A joint limit theorem for the Riemann zeta-function in the space of analytic functions (Q1873262)

Let \(H(D)\) denote the space of functions analytic in the critical strip \(D= \{ s\in \mathbb C: 1/2 < \Re s < 1 \}\) equipped with the topology of uniform convergence on compacta, and write the \(r\)-fold Cartesian product of \(H(D)\) by itself as \(H^{r}(D)\). By \(\mathcal B (S)\) denote the Borel sets of a space \(S\). Define the probability measure on \((H^{r}(D), \mathcal B (H^{r}(D)))\) as \[ P_{T}(A) = {1\over T}\operatorname {meas} \{\tau \in [0,T] ; (\zeta(s+ ik_{1}\tau),\ldots, \zeta(s+ ik_{r}\tau)) \in A \} , \] where the Lebesgue measure is meant and \(k_{j}\)'s are positive integers.
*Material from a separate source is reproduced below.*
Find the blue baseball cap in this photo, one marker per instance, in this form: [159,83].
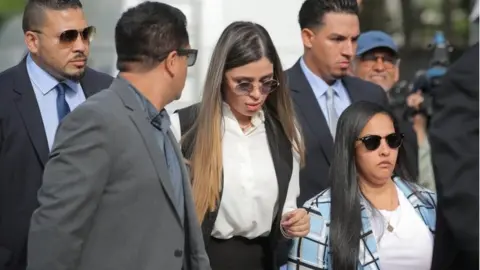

In this paper it is proved that as \(T\to\infty\), \(P_{T}\) weakly converges to a probability measure \(P_{\zeta}\). The study is pursued in another paper [Lith. Math. J. 42, No. 4, 419-434 (2002; Zbl 1023.11042)] of the author where the explicit form of the limit measure \(P_{\zeta}\) is found.